Siyasetin ve toplum yönetiminin değişen parametreleri, Türkiye’de de siyasi alanın şekillenmesinde ve siyasi aktörlerin başarı derecesinde etkili olacak.
“Sağlık-işsizlik-gıda güvenliği üçgeni”nde yaşamaya başladığımız ve giderek derinleşecek risklere karşı devlet kapasitiseninin dayanıklılık ve sürdürebilirlik içinde nasıl arttırılacağı sorusu üzerinde yapılan kamusal ve akademik tartışmaların siyasi alanı yeniden şekillendireceğini düşünüyorum.

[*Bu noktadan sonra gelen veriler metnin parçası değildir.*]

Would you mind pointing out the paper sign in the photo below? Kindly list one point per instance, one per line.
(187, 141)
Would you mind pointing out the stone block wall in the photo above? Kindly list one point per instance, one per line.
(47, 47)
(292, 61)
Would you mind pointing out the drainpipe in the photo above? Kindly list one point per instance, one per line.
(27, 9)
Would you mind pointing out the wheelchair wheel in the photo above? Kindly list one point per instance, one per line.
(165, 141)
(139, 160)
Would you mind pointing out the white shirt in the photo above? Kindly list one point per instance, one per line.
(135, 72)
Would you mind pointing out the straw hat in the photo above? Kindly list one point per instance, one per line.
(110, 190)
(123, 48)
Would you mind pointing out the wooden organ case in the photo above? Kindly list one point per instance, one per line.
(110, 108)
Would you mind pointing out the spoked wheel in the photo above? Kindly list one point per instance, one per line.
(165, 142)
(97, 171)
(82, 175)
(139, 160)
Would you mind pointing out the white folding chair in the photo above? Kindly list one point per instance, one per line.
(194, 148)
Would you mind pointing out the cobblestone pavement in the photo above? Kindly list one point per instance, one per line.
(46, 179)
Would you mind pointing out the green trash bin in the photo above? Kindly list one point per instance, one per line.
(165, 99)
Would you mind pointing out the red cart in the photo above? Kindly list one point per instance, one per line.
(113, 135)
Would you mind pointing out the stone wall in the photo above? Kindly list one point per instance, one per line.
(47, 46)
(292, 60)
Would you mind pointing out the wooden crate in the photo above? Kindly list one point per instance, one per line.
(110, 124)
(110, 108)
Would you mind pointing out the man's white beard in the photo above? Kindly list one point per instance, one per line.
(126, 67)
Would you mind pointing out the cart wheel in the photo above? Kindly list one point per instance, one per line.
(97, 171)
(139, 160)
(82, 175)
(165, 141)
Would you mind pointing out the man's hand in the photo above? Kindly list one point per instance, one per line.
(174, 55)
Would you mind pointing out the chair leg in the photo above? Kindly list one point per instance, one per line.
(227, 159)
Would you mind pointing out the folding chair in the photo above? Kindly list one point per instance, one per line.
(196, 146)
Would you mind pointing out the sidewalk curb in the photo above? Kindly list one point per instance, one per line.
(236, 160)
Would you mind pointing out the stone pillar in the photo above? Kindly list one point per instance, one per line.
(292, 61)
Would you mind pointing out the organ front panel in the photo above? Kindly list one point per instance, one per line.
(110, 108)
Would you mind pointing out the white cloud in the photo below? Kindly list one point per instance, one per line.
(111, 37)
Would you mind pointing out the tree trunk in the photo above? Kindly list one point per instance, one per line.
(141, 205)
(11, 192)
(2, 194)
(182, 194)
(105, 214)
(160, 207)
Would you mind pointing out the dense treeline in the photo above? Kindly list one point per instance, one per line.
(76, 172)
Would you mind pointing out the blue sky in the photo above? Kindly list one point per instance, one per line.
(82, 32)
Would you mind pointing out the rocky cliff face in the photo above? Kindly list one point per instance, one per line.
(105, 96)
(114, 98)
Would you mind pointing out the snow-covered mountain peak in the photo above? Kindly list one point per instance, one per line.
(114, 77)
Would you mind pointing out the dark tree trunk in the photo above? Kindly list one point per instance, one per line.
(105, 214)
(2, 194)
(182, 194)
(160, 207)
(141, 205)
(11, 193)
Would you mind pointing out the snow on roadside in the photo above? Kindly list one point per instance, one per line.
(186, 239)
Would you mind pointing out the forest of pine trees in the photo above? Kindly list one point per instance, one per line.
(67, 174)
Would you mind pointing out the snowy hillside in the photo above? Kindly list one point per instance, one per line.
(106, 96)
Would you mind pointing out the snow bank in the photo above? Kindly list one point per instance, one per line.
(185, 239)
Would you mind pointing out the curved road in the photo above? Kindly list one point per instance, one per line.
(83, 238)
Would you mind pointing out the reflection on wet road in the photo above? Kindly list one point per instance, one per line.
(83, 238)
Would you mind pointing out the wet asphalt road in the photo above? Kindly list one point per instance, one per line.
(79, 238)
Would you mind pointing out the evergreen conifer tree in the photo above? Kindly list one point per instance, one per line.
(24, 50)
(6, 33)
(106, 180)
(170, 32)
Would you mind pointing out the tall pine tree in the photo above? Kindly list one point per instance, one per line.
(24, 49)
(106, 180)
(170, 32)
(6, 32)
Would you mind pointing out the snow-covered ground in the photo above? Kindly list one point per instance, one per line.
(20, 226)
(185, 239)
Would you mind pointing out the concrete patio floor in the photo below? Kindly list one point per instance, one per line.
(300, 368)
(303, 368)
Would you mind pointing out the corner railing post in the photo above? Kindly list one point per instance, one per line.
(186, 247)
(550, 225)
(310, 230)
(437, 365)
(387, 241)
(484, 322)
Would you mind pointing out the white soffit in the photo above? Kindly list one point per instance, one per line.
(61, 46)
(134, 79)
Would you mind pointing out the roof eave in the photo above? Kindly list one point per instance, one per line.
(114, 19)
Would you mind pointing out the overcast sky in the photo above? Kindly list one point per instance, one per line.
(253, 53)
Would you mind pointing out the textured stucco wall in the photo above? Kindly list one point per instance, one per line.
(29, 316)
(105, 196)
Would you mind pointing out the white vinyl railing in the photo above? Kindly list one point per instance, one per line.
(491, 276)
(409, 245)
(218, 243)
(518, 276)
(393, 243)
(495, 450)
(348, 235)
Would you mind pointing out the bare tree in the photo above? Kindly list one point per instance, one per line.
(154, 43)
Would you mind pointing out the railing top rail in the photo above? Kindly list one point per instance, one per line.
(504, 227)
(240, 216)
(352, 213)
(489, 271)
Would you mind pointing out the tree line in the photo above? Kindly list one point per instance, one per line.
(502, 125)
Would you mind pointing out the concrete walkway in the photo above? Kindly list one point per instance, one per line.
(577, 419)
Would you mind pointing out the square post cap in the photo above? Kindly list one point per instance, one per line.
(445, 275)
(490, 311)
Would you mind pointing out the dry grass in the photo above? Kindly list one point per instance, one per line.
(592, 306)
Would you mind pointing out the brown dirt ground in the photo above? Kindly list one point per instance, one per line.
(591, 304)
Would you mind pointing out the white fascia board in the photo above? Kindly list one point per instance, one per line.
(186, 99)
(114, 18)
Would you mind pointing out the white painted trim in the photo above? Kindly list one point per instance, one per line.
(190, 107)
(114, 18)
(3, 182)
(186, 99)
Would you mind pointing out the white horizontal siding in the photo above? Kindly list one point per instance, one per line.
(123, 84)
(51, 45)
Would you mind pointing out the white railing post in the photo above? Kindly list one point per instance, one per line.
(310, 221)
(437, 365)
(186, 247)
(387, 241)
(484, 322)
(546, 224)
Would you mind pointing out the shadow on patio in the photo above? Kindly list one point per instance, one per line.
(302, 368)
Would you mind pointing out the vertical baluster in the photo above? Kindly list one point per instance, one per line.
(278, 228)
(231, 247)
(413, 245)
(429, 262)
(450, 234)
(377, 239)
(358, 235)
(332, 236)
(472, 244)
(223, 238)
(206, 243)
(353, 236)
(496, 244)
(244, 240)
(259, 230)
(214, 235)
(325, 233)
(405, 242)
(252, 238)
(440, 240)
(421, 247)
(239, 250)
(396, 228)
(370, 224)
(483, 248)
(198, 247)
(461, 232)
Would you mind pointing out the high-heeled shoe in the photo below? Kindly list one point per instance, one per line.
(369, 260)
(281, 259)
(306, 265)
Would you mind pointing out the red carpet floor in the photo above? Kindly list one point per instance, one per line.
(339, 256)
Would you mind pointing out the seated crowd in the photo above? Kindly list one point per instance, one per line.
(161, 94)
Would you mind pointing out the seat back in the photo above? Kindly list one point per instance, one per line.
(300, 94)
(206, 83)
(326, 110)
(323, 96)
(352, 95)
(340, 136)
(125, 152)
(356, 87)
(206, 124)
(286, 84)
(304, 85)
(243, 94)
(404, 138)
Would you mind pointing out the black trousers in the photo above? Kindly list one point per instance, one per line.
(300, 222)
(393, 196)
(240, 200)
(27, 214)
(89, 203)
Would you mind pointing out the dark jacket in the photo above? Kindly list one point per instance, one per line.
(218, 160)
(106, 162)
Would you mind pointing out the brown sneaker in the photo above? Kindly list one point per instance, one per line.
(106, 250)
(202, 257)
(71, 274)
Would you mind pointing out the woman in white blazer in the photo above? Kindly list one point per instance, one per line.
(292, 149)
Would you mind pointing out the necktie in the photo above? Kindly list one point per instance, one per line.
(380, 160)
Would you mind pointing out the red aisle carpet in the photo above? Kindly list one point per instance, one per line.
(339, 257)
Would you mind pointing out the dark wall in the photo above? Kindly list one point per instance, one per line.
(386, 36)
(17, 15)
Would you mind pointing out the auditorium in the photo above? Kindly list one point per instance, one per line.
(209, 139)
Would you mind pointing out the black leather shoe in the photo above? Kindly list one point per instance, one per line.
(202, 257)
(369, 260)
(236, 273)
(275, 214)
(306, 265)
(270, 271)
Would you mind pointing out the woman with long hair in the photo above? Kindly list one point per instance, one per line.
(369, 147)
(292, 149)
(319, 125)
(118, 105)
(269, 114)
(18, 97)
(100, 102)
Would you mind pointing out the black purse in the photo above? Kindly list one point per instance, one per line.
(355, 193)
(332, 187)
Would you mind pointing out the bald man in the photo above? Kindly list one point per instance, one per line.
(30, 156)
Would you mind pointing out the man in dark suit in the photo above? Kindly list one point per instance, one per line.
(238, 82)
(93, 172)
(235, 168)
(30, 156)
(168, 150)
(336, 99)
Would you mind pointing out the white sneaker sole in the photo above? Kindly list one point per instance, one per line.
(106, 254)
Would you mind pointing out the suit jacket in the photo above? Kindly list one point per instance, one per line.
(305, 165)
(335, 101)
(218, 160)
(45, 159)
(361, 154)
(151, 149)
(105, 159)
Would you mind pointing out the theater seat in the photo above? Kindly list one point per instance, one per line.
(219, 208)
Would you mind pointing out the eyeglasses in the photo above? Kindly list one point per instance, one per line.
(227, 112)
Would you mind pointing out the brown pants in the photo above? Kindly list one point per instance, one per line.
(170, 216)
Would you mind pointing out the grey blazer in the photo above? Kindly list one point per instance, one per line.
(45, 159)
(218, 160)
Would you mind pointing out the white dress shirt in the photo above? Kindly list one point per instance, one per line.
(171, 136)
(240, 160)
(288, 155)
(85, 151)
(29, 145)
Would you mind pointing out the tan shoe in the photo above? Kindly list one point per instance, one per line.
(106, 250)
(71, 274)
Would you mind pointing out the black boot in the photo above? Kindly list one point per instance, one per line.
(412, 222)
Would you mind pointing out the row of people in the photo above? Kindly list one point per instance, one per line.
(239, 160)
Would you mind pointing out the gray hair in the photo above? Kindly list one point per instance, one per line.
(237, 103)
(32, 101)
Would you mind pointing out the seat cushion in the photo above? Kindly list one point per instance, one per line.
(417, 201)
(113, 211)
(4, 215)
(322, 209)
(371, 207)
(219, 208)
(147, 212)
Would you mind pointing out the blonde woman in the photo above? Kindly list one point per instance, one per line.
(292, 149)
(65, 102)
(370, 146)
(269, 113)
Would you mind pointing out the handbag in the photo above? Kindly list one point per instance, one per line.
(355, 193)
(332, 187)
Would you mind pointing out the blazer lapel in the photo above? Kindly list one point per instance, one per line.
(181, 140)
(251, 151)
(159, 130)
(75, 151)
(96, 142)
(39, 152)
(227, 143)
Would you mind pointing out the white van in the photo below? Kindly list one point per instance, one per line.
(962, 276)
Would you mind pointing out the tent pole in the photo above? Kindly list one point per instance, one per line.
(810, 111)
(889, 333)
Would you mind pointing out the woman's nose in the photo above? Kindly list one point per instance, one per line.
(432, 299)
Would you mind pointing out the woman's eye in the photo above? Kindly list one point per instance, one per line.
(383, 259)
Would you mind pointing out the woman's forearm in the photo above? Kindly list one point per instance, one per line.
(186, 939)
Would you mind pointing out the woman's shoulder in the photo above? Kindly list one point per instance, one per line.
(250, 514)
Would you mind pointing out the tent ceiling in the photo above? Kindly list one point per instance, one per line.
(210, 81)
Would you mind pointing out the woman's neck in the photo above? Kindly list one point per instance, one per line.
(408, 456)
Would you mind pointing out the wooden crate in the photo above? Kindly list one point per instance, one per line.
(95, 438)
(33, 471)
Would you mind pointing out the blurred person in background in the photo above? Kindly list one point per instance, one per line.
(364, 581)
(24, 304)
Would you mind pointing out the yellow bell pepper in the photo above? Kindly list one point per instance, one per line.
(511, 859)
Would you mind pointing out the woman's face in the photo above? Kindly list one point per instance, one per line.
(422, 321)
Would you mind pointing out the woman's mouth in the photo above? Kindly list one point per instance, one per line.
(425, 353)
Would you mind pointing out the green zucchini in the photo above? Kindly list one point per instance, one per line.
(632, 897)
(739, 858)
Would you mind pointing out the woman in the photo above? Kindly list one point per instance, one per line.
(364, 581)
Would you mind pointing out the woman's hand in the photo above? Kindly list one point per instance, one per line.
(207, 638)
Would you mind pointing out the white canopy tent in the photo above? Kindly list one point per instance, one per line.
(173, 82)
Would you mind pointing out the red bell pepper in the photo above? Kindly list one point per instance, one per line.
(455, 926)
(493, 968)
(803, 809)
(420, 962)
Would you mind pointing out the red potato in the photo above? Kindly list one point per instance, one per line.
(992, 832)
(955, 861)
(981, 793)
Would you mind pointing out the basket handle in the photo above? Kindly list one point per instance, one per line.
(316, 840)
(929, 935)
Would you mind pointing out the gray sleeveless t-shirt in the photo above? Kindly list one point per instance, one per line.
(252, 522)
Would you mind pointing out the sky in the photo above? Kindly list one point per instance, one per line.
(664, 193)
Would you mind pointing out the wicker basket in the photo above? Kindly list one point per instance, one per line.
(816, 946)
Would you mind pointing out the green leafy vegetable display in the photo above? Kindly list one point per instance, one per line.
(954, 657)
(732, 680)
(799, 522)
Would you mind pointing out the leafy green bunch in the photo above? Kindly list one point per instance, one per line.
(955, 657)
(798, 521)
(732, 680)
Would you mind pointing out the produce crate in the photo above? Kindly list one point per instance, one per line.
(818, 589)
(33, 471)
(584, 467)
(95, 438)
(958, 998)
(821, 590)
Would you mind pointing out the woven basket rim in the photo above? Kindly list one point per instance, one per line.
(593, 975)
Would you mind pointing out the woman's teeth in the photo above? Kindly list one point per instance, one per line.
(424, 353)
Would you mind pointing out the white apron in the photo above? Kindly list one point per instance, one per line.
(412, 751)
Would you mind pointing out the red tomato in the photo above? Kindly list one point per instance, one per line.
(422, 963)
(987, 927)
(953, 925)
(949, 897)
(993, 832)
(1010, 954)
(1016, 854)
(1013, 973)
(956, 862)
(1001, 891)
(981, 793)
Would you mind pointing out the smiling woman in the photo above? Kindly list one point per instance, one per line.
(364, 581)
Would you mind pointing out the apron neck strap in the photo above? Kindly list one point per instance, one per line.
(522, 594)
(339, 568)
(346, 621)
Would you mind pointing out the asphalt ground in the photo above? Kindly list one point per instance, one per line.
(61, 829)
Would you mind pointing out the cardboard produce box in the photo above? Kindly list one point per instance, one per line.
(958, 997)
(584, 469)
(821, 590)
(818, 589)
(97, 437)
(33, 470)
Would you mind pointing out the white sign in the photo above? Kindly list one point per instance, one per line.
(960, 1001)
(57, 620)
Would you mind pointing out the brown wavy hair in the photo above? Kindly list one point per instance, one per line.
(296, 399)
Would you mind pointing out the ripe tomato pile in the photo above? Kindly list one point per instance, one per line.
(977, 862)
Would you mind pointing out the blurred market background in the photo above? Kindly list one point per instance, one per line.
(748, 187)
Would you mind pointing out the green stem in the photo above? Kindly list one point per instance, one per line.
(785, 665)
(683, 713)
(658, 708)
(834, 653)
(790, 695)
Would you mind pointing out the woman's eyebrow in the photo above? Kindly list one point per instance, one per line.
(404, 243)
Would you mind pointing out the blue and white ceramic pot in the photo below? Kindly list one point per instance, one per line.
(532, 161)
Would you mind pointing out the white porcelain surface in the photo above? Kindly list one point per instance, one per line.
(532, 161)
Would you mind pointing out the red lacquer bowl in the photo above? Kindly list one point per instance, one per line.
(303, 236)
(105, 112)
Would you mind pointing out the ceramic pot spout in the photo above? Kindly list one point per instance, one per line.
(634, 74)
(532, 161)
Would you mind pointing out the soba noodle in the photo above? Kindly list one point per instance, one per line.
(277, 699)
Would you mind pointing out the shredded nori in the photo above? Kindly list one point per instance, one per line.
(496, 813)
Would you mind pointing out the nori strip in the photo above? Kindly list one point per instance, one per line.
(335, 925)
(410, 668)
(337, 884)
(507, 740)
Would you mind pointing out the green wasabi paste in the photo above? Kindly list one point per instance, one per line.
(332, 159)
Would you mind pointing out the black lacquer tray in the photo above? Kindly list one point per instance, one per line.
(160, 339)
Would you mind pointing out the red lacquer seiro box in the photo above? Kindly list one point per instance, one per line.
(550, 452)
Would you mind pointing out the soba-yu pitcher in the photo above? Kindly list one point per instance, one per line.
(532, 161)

Daha somut düzeyde, erken seçim tartışmaları, yeni siyasi aktörlerin başarısı, Cumhur İttifakı ve Millet İttifakı başta olmak üzere “ittifaklar siyaseti”nin geleceği ve en önemlisi, “Nasıl bir Türkiye’de yaşayacağız?” sorusuna verilecek yanıtın da büyük ölçüde siyasetin ve toplum yönetiminin değişen parametreleri tarafından şekilleneceğini söyleyebiliriz.
Post-korona Türkiye, post-korona dünya gibi, ciddi değişimlere ve kırılmalara sahne olacak.